C'est ainsi que depuis quatre ans, dans le cadre d'une politique dite « d'humanisation des gares », la SNCF a engagé environ 150 maîtres-chiens pour assurer une présence sécuritaire sur les quais de la région parisienne, via des sociétés comme Vigimark.

Vigimark exploite sans vergogne des travailleurs sans papiers. Ils enchaînent des semaines de surveillance sans journée de repos, avec fréquemment 16 heures de travail ininterrompues (de 19 heures à 2 heures du matin dans une gare, puis de 2 heures à 12 heures 30 dans une autre), parfois sans aucun contrat de travail ni fiche de paie. C'est le cas en particulier de 150 d'entre eux, dans les gares Saint-Lazare et des lignes C et D du RER.

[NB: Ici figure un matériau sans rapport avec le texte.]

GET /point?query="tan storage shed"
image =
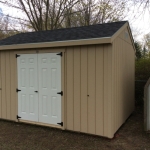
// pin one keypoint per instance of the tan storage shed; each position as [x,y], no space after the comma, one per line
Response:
[79,79]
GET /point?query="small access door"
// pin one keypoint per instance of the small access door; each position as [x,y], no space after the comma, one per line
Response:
[49,70]
[27,85]
[39,79]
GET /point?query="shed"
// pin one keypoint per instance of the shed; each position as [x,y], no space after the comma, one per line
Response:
[79,79]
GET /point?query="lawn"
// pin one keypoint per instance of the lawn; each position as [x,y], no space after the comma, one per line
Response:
[16,136]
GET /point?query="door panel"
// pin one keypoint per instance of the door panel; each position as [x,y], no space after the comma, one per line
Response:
[27,83]
[49,70]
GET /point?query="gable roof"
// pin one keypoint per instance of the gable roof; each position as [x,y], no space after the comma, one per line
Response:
[87,35]
[76,33]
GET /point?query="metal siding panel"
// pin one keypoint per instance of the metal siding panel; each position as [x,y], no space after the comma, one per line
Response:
[99,90]
[8,100]
[84,69]
[91,89]
[70,90]
[13,86]
[77,86]
[3,73]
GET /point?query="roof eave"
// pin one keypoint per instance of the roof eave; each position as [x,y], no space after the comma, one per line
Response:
[103,40]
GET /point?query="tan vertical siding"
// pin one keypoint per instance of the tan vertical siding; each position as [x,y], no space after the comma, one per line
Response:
[4,90]
[91,89]
[84,102]
[85,89]
[0,88]
[99,90]
[123,80]
[76,92]
[7,85]
[70,88]
[108,91]
[13,86]
[8,100]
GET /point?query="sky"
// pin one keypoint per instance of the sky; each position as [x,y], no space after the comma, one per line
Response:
[139,21]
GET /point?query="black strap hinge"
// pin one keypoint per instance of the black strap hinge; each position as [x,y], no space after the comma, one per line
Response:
[61,93]
[60,123]
[17,90]
[59,54]
[17,55]
[18,117]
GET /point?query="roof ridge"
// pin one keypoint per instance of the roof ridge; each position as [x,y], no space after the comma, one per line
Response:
[73,27]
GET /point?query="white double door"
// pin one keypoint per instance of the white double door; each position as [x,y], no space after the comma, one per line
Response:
[39,79]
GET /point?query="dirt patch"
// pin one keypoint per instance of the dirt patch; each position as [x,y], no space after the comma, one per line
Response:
[131,136]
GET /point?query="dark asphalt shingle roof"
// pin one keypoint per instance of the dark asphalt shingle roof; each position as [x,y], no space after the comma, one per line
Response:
[76,33]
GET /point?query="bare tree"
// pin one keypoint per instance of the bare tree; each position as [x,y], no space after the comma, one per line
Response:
[89,12]
[46,14]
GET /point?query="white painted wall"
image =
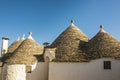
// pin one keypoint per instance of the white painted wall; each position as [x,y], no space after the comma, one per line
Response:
[4,46]
[39,73]
[14,72]
[92,70]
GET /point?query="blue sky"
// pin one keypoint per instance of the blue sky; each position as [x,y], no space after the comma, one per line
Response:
[48,18]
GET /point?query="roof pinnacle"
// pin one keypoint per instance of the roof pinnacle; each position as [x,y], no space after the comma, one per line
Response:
[101,28]
[23,37]
[72,22]
[30,35]
[18,38]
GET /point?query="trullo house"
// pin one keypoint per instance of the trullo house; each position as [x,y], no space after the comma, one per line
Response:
[71,56]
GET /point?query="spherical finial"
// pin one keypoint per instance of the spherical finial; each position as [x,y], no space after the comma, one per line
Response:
[30,33]
[72,21]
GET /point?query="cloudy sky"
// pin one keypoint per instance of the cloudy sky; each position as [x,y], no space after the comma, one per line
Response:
[48,18]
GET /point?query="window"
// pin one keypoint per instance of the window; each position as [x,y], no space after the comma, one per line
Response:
[28,69]
[107,64]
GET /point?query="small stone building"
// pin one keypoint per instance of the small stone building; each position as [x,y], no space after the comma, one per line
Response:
[72,56]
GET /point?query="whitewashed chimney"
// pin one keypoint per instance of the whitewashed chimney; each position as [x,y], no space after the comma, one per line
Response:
[4,47]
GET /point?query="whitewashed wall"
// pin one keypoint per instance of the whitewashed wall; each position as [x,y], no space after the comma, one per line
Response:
[84,71]
[14,72]
[39,73]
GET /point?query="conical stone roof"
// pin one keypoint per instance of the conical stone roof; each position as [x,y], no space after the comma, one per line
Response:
[26,53]
[103,45]
[68,43]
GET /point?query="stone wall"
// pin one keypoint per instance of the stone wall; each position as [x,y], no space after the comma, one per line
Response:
[84,71]
[39,73]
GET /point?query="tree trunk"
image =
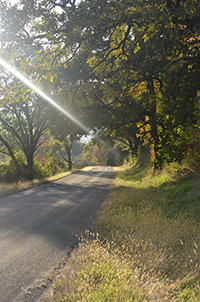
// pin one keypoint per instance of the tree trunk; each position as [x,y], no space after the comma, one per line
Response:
[30,167]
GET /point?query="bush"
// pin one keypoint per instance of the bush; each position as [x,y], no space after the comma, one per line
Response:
[10,172]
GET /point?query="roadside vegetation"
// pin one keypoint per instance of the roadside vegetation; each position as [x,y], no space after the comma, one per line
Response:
[145,244]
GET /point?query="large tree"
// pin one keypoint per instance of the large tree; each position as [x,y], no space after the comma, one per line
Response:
[111,48]
[23,125]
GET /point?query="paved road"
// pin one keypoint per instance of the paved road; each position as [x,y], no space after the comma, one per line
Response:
[39,225]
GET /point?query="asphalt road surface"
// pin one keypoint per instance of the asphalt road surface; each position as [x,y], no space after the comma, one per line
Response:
[37,227]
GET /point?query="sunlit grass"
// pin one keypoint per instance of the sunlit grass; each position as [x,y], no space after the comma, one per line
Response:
[149,243]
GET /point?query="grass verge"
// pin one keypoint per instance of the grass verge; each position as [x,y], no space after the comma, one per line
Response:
[149,243]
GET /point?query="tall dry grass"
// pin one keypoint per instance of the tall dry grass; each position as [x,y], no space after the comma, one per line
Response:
[148,248]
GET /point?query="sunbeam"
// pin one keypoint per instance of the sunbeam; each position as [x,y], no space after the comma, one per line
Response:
[22,78]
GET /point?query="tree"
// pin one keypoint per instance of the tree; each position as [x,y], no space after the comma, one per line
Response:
[110,48]
[23,125]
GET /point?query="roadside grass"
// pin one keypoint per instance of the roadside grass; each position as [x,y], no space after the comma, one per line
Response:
[11,188]
[149,243]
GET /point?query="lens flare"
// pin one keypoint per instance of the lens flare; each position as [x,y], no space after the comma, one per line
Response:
[22,78]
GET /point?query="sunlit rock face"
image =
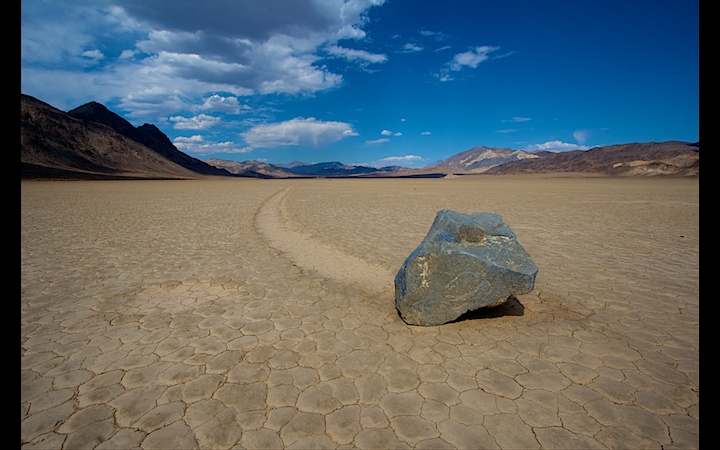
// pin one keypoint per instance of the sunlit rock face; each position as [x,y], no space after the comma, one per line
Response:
[466,262]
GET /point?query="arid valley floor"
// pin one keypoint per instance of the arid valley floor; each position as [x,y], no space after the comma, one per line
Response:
[243,313]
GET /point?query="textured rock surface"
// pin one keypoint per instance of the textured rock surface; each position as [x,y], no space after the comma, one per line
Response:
[466,262]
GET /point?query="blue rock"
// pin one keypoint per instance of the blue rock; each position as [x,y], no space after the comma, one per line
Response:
[466,262]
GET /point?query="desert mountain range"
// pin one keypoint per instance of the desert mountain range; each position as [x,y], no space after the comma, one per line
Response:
[92,142]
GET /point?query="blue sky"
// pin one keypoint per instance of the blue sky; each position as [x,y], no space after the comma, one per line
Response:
[374,82]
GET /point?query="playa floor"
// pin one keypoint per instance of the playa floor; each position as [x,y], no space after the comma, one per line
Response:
[260,314]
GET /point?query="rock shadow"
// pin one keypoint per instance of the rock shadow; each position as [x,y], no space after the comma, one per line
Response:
[511,307]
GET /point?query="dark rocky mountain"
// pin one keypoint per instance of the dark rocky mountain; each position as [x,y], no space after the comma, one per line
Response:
[671,158]
[147,134]
[93,142]
[55,144]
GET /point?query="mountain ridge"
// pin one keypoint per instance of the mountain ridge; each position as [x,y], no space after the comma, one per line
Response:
[92,142]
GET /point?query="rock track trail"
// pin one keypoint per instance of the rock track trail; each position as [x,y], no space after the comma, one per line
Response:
[259,314]
[273,222]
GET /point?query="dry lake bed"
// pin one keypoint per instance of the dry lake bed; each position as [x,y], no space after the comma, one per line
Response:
[243,313]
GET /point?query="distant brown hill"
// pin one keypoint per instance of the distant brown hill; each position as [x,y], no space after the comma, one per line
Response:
[92,142]
[672,158]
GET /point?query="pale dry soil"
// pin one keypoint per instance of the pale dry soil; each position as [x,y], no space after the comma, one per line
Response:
[260,314]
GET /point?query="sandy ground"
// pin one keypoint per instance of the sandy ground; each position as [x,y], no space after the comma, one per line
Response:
[260,314]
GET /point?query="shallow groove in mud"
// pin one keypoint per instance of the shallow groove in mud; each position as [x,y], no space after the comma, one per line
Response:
[309,252]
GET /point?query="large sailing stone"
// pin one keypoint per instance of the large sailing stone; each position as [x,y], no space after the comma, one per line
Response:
[466,262]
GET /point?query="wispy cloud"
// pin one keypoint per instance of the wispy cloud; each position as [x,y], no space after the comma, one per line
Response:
[400,159]
[555,146]
[298,131]
[469,59]
[357,55]
[200,122]
[412,48]
[581,136]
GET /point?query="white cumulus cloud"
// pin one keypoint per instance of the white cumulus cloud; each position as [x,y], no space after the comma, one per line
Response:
[298,131]
[222,104]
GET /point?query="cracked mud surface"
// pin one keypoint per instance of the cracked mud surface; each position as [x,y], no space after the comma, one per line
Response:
[260,314]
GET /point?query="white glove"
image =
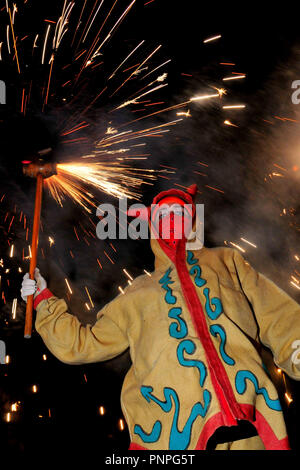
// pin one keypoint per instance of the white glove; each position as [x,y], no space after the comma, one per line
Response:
[30,287]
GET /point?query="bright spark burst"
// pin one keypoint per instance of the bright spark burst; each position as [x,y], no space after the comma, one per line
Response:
[109,177]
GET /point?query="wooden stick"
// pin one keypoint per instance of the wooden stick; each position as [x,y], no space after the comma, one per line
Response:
[34,248]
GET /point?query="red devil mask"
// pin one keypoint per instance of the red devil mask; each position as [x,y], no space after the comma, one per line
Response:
[171,215]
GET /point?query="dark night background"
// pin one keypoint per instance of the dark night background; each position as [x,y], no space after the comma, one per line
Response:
[264,43]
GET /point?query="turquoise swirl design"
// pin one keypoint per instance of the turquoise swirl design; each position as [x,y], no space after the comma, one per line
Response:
[153,436]
[240,385]
[198,279]
[179,440]
[219,330]
[216,302]
[177,330]
[189,347]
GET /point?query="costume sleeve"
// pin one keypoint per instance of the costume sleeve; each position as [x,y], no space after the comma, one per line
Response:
[277,315]
[73,343]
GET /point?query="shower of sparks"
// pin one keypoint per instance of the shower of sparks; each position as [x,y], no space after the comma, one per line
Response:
[88,294]
[234,106]
[14,308]
[229,123]
[109,177]
[238,247]
[128,275]
[68,286]
[235,77]
[249,243]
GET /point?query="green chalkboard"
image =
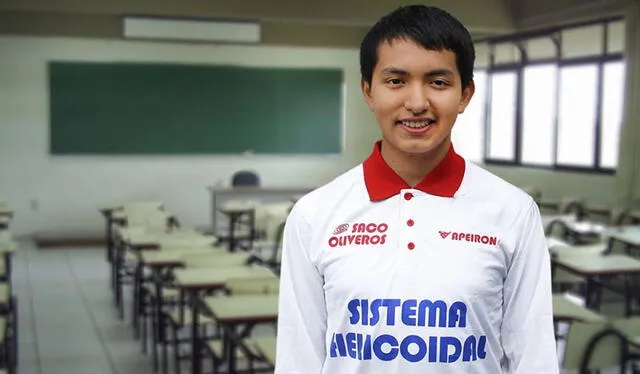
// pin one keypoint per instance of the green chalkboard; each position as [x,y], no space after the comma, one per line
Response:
[144,108]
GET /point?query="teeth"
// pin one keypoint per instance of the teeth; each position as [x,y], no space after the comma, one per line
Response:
[416,125]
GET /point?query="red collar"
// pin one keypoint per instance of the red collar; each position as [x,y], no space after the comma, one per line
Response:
[382,182]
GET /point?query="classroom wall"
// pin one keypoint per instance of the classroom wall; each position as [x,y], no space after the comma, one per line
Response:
[63,193]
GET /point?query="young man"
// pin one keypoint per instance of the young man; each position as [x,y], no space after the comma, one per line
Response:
[416,261]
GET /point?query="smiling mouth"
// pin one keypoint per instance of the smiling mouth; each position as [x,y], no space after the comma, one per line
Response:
[416,124]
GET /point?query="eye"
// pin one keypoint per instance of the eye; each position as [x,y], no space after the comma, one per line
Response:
[395,82]
[440,83]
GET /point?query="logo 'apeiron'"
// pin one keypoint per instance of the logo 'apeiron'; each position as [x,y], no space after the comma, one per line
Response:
[469,237]
[361,234]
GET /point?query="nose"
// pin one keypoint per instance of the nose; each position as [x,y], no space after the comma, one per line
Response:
[416,101]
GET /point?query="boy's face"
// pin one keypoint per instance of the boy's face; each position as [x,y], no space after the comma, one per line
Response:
[416,95]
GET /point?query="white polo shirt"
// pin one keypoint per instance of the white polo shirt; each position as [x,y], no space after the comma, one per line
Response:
[452,276]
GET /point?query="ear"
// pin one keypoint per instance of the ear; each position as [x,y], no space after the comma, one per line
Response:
[467,94]
[366,93]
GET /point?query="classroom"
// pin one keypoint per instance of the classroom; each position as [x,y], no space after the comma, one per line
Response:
[151,152]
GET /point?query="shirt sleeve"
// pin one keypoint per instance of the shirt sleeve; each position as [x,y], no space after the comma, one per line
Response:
[527,330]
[300,347]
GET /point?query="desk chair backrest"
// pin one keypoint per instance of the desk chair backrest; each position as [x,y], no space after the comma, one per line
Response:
[269,216]
[216,259]
[573,205]
[620,217]
[253,286]
[154,220]
[186,240]
[534,192]
[593,346]
[143,206]
[245,178]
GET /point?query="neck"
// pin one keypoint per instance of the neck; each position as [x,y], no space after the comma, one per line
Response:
[412,168]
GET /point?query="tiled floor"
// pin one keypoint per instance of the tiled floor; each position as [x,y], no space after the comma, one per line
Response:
[67,322]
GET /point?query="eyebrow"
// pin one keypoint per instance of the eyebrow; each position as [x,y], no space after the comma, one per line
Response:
[431,73]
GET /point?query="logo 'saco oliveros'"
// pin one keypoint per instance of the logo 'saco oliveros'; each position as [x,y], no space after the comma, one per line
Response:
[360,234]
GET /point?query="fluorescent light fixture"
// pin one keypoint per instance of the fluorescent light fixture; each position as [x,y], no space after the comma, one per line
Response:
[191,30]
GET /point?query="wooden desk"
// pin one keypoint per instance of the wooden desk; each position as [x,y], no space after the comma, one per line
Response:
[630,328]
[566,310]
[266,347]
[591,267]
[629,237]
[264,194]
[192,281]
[579,250]
[237,311]
[4,222]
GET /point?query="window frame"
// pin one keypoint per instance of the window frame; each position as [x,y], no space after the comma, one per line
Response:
[555,34]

Pourtant, depuis juin, avec l'appui du syndicat Sud-Rail, 37 d'entre eux ont manifesté et se sont mobilisés, afin de réclamer la régularisation de leur situation, voire leur embauche directe par la SNCF. Ainsi qu'ils le disent eux-mêmes : « Travailleurs du rail depuis des années, nous sommes des cheminots ».

Pour l'instant, d'après le ministère de l'Immigration, une vingtaine de ces travailleurs pourraient être régularisés. C'est très loin du compte. Par leur mobilisation et avec la solidarité des cheminots qui doit leur être acquise, ces travailleurs sans-papiers devraient réussir à faire plier ministère et direction SNCF.